Florence Loiret Caille e Michel Bouquet nei panni di Rose e Edmond, i due protagonisti del film "La petite chambre". solothurnerfilmtage.ch

È una storia di orgoglio e affetto, raccontata con tanta sensibilità e una punta di umorismo da Stéphanie Chuat e Véronique Reymond nel film "La petite chambre". Dopo aver affascinato il pubblico di Locarno e Soletta, quest'opera prima ha conquistato l'Oscar svizzero per il miglior film e la miglior sceneggiatura.

Edmond ha ottant’anni e sta perdendo la sua autonomia. La moglie è morta da tempo e il suo unico figlio, egoista e assente, sta cercando in tutti i modi di convincerlo ad andare in un ospizio. “La petite chambre” narra l’incontro tra questo anziano signore un po’ scorbutico e Rose, un’infermiera a domicilio confrontata al dolore della perdita di un figlio, morto dopo otto mesi di gravidanza.

È la storia di due estremi che si incontrano: la nascita e la morte, l’infanzia e la vecchiaia. Tra i due personaggi, così diversi tra loro, nasce una relazione fatta di disperazione e orgoglio, di piccole attenzioni e grandi silenzi. Sullo sfondo c’è una cameretta azzurra, rimasta intatta; un incantesimo che soltanto la presenza di Edmond riuscirà a spezzare.

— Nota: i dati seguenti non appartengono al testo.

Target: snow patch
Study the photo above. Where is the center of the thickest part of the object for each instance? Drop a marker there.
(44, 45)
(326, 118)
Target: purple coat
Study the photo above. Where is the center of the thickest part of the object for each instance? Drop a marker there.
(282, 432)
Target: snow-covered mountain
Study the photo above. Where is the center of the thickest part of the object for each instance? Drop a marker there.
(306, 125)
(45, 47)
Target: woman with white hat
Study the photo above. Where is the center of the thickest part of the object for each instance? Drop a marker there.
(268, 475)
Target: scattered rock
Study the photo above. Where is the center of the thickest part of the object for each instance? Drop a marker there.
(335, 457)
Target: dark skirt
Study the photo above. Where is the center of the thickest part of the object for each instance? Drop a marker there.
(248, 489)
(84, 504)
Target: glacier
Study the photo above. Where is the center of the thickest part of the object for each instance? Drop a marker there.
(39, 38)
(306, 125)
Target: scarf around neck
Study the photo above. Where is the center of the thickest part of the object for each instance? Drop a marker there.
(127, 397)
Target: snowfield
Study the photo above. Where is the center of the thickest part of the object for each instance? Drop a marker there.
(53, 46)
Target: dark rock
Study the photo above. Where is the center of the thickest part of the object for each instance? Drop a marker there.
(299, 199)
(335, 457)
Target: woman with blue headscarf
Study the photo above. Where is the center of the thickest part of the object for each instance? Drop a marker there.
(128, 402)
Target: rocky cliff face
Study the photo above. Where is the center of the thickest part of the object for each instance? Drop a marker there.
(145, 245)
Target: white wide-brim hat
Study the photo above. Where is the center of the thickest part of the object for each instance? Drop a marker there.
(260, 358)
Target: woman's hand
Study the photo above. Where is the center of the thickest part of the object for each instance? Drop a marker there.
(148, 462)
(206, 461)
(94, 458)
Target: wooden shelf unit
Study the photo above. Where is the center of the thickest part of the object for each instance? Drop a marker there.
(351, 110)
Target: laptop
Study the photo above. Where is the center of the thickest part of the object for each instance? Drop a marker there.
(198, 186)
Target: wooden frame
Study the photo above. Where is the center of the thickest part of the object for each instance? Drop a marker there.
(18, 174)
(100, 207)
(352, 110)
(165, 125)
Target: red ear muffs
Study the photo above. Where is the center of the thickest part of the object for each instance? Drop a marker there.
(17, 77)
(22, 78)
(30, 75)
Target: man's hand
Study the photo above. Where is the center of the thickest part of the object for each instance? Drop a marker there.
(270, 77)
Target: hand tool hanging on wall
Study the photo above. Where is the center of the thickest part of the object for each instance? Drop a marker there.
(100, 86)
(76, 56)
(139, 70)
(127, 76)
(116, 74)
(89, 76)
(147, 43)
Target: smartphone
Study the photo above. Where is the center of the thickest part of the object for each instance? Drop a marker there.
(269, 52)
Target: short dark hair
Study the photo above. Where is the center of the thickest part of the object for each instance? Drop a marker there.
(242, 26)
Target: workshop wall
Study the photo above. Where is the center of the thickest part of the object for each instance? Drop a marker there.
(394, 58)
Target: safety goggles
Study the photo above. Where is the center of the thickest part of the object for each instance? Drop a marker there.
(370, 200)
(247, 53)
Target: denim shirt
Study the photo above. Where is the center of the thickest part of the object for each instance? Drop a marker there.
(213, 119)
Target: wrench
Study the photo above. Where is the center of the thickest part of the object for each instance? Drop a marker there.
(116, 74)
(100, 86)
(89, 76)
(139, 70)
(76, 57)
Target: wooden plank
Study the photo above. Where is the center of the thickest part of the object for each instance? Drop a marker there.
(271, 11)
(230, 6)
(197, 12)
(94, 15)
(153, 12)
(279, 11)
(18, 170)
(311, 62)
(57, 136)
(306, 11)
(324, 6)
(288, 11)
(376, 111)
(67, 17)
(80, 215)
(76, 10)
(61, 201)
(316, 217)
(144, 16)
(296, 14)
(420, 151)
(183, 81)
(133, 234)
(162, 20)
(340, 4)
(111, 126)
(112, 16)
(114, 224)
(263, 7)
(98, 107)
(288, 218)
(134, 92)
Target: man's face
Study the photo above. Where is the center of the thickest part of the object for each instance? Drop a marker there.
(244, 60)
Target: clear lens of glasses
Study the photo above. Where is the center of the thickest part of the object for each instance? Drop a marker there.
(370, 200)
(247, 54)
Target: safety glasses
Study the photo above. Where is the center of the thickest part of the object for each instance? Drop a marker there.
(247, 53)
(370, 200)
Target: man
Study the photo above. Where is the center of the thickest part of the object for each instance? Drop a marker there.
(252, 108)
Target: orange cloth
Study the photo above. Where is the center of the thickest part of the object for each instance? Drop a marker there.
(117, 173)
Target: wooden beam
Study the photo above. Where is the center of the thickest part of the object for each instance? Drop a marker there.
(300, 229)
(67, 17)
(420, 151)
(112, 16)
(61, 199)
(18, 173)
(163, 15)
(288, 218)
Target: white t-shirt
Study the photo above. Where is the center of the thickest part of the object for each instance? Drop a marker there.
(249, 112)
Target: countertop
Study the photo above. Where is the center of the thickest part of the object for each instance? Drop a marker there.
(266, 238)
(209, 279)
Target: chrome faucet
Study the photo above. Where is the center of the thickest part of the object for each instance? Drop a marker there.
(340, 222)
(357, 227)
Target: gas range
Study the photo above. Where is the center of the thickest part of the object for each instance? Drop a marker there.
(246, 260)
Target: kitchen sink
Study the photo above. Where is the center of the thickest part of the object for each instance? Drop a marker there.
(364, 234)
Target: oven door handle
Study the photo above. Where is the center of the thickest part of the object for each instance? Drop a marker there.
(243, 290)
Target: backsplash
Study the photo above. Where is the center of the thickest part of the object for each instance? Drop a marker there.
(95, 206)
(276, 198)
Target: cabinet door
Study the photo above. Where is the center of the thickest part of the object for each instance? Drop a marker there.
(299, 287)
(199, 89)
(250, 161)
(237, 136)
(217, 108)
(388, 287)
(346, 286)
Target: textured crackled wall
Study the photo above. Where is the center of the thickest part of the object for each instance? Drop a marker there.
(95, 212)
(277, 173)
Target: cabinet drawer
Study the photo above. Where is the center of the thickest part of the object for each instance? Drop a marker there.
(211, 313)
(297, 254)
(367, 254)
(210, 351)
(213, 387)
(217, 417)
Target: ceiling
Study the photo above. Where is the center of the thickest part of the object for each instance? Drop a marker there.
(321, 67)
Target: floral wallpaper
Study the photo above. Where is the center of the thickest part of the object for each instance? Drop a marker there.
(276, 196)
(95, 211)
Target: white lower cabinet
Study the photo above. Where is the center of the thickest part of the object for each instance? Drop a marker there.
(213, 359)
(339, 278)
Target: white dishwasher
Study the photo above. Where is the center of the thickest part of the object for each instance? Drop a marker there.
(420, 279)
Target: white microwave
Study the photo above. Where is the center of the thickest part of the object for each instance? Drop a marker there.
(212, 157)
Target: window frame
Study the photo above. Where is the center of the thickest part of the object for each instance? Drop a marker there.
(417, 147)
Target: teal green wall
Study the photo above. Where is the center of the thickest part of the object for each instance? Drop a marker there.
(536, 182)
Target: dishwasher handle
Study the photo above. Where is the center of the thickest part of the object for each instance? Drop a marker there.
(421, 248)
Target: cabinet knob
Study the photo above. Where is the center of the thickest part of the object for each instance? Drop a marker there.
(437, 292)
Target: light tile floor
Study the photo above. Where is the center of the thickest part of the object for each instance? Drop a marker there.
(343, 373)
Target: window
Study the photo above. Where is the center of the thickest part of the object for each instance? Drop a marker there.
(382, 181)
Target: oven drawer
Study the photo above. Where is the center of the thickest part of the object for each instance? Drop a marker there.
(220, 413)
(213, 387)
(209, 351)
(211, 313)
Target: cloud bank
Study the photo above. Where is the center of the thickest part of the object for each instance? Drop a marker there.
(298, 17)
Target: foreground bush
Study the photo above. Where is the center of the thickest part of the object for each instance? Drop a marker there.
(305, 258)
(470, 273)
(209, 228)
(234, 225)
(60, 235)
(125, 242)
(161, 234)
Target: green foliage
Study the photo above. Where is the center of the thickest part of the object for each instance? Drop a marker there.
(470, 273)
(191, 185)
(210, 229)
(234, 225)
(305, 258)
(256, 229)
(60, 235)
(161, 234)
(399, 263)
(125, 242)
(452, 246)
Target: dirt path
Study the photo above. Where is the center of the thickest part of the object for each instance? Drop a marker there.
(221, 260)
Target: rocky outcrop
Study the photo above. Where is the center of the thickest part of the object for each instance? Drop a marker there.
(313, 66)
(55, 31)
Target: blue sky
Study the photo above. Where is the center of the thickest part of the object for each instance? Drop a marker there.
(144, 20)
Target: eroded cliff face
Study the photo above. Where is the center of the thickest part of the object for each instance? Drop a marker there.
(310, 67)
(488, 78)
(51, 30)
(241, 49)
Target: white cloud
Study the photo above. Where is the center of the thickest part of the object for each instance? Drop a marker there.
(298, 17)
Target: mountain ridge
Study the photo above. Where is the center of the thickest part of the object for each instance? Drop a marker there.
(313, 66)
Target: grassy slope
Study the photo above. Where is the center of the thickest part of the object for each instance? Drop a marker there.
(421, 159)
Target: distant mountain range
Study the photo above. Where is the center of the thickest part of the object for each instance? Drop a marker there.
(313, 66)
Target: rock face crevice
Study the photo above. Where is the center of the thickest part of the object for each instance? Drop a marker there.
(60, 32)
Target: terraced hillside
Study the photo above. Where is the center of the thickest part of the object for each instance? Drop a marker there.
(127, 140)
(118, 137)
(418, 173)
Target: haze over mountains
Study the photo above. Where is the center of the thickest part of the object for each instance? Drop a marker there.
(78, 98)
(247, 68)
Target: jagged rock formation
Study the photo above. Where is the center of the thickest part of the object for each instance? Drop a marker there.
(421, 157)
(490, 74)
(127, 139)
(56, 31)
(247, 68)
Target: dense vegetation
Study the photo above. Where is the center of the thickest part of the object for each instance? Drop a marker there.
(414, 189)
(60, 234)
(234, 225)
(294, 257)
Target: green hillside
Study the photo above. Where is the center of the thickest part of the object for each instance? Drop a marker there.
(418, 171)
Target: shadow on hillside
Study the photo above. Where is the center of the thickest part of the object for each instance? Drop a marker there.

Presentato in prima mondiale al Festival di Locarno 2010, la “Petite chambre” ha ricevuto l’Oscar per il miglior film svizzero e per la miglior sceneggiatura. Era inoltre è stata selezionata dalla Svizzera come candidata per l’Oscar al miglior film straniero, anche se poi non era stata scelta dalla giuria.

La sfida lanciata da Stéphanie Chuat e Véronique Reymond non era delle più semplici: mettere in scena due tematiche così profonde e intime come la vecchiaia e la morte di un neonato, senza banalità né manipolazioni. «Abbiamo scelto di affrontare queste problematiche con una punta di leggerezza, cercando di trovare un buon equilibrio tra il dramma e l’humour. È interessante vedere come questi due aspetti del film, così come le tematiche trattate, assumano un’importanza più o meno determinante a seconda del vissuto degli spettatori».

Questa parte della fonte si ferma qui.